Lomé, 17 oct. (ATOP) – Un atelier national du Hub pour les engrais et la santé des sols en Afrique de l’ouest et au Sahel se tient les 17 et 18 octobre à Lomé pour réfléchir sur comment rendre les sols plus fertiles afin de développer l’agriculture et promouvoir durablement la sécurité alimentaire sur le continent.

Cet atelier est l’actif du ministère de l’Agriculture, de l’Hydraulique villageoise et du Développement rural en collaboration avec l’Institut international d’agriculture tropicale (IITA) et « International Fertilizer Development Center » en français le Centre international de développement des engrais (IFDC). L’objectif est de clarifier le rôle et les missions du Hub régional ; identifier les besoins et les priorités et définir une feuille de route. Il s’agit aussi d’identifier des opportunités à court terme pour que le Hub régional puisse s’engager dans un appui technique aux initiatives en cours dans le domaine des engrais et de la santé des sols. Il est aussi question d’identifier les futurs investissements dans les domaines des engrais et de la santé des sols pour lesquels le Hub pourrait apporter un appui technique pour leur développement et/ou mise en œuvre et de mettre en évidence les domaines nécessitant un renforcement des capacités techniques au sein des instituts de recherche nationaux dans le domaine des engrais et de la santé des sols.
Les participants auront à plancher sur l’identification des opportunités d’engagement du Hub régional dans les initiatives liées aux engrais et à la santé des sols ; des besoins prioritaires de développement des capacités. Ils discuteront aussi de la priorisation des opportunités de soutien technique à fournir par le Hub et de développement de plan d’action spécifique pour les deux prochaines années.

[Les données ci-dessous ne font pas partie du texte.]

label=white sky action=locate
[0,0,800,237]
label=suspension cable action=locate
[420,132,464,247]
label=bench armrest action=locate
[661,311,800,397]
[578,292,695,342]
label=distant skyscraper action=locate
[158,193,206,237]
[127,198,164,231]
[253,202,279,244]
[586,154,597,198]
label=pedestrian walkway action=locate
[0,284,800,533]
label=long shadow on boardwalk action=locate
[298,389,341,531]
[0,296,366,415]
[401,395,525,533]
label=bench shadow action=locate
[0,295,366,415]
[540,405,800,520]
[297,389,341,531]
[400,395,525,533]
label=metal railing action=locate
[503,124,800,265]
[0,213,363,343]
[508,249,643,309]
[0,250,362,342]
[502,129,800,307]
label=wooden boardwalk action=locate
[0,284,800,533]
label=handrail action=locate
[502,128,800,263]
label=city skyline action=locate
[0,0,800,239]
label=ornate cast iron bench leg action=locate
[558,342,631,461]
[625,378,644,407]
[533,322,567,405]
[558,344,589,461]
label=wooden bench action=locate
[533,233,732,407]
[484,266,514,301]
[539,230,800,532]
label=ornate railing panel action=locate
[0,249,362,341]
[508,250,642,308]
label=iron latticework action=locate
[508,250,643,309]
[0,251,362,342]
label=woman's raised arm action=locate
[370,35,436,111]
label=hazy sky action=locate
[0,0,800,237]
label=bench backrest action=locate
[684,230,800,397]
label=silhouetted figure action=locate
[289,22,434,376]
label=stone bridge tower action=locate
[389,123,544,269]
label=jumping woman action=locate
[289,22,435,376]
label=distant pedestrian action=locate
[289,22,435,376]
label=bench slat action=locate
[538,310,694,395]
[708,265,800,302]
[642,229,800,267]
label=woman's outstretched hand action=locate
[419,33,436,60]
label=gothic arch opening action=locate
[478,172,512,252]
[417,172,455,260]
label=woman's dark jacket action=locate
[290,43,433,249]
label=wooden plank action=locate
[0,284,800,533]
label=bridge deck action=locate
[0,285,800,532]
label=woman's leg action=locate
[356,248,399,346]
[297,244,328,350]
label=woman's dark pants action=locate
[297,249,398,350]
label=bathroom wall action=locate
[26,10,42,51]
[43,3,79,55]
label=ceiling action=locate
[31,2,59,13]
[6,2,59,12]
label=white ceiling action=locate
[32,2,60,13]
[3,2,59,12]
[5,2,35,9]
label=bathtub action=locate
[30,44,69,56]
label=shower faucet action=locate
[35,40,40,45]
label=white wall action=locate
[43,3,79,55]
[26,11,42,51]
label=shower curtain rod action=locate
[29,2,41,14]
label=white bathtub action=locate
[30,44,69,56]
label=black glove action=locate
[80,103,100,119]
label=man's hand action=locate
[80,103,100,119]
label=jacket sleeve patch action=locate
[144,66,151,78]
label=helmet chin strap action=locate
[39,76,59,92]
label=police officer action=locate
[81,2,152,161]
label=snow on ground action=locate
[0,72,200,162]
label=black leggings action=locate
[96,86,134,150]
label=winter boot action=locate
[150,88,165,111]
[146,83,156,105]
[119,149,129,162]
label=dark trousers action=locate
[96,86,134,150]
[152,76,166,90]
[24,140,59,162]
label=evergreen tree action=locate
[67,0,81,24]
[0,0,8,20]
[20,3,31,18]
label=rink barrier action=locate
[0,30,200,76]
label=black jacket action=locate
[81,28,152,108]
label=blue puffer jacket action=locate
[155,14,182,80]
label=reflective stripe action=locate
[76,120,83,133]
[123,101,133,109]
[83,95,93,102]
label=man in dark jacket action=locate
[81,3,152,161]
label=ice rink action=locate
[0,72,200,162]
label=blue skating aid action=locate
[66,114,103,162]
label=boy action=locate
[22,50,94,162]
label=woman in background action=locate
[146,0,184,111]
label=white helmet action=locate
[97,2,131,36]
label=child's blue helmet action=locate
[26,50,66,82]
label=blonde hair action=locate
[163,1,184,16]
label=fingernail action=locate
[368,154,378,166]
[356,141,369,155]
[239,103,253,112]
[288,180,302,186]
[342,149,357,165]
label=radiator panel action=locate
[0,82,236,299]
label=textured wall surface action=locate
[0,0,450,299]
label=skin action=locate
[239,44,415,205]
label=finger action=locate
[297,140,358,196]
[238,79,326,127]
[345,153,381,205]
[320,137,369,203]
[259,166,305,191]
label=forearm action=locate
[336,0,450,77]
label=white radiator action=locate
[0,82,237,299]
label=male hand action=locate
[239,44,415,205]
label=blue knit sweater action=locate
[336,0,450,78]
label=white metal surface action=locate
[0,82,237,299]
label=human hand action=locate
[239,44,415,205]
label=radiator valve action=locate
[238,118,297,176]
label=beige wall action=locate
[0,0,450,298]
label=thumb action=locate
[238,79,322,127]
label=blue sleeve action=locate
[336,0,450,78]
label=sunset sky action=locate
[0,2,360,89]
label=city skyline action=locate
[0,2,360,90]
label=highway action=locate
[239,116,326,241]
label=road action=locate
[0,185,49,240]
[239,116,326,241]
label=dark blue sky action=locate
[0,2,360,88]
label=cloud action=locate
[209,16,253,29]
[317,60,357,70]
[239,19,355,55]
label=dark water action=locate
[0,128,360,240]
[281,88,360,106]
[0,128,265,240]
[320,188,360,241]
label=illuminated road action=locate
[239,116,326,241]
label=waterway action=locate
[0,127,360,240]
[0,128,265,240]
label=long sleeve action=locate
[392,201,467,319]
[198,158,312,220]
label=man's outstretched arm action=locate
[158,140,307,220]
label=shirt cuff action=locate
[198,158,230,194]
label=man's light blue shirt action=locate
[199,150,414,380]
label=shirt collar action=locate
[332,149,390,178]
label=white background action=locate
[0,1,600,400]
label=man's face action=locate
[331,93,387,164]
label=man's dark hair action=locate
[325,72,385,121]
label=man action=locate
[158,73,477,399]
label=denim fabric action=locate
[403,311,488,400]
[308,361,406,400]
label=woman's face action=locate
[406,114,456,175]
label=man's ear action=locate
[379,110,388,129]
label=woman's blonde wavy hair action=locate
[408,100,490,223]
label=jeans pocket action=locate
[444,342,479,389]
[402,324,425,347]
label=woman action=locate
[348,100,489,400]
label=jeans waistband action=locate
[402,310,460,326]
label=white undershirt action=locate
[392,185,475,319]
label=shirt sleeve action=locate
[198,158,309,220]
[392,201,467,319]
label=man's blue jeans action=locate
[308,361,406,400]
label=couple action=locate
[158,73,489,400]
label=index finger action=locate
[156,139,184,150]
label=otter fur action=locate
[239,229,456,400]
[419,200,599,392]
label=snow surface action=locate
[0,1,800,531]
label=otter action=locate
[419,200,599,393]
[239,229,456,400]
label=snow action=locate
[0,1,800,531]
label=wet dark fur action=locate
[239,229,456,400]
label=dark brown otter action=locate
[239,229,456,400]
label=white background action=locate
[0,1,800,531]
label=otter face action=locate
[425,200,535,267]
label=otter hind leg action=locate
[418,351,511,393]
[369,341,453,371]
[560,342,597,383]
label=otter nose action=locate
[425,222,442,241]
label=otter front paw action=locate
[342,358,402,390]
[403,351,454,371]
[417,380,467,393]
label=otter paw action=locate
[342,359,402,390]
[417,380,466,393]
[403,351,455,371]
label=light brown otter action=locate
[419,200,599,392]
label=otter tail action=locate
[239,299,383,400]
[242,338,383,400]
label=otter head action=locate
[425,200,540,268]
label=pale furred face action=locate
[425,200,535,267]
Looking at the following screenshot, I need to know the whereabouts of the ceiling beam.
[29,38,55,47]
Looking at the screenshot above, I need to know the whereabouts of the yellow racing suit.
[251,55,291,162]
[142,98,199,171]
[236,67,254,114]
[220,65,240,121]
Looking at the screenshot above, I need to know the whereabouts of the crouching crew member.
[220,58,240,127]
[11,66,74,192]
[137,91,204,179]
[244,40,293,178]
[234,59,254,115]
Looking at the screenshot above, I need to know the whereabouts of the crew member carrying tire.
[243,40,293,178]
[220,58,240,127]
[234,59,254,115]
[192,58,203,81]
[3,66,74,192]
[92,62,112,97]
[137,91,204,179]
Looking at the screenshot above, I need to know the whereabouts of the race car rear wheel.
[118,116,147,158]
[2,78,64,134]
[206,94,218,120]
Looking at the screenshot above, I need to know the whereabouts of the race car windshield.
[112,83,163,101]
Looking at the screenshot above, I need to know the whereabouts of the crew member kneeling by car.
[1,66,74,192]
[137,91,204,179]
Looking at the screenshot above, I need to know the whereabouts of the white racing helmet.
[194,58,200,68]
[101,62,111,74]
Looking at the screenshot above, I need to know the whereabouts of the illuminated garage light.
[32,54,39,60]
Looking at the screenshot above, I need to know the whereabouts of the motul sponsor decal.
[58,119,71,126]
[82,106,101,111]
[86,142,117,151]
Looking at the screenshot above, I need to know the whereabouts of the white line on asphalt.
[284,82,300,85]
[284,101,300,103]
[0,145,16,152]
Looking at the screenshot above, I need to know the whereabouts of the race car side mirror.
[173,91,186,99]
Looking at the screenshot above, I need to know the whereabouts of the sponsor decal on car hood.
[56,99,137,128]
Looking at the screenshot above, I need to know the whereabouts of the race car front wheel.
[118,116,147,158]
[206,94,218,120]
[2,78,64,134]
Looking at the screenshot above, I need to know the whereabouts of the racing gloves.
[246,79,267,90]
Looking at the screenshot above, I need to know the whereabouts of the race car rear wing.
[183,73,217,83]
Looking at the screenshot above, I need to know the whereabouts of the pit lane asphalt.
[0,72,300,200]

Le secrétaire général du ministère en charge de l’Agriculture, Téziké Madadozi a indiqué que le développement de l’agriculture doit constituer un levier stratégique axé sur l’amélioration de la productivité agricole et étroitement lié à la santé des sols ainsi qu’à l’apport suffisant d’engrais minéraux et organiques. M. Téziké a souligné que cette rencontre est une opportunité unique de réunir les acteurs clés du secteur agricole, des chercheurs, des producteurs, des partenaires techniques et financiers, pour échanger sur les meilleures pratiques en matière de gestion durable des sols. « II nous permettra de définir ensemble des stratégies efficaces pour améliorer la fertilité de nos terres, accroître nos rendements agricoles et renforcer la résilience de nos systèmes alimentaires face aux changements climatiques », a dit la secrétaire général.
Le représentant de IITA, Dr. Bernard Vanlauwe a rappelé que la thématique de la fertilité des sols est au cœur des enjeux de la sécurité alimentaire et de la durabilité des systèmes agricoles. Les défis auxquels nous sommes confrontés, poursuit-il, sont nombreux et complexes, entre autres, la dégradation des sols, le changement climatique et la croissance démographique. « Il est donc plus que jamais nécessaire de renforcer nos actions collectives et de mutualiser nos expertises », a-t-il exigé.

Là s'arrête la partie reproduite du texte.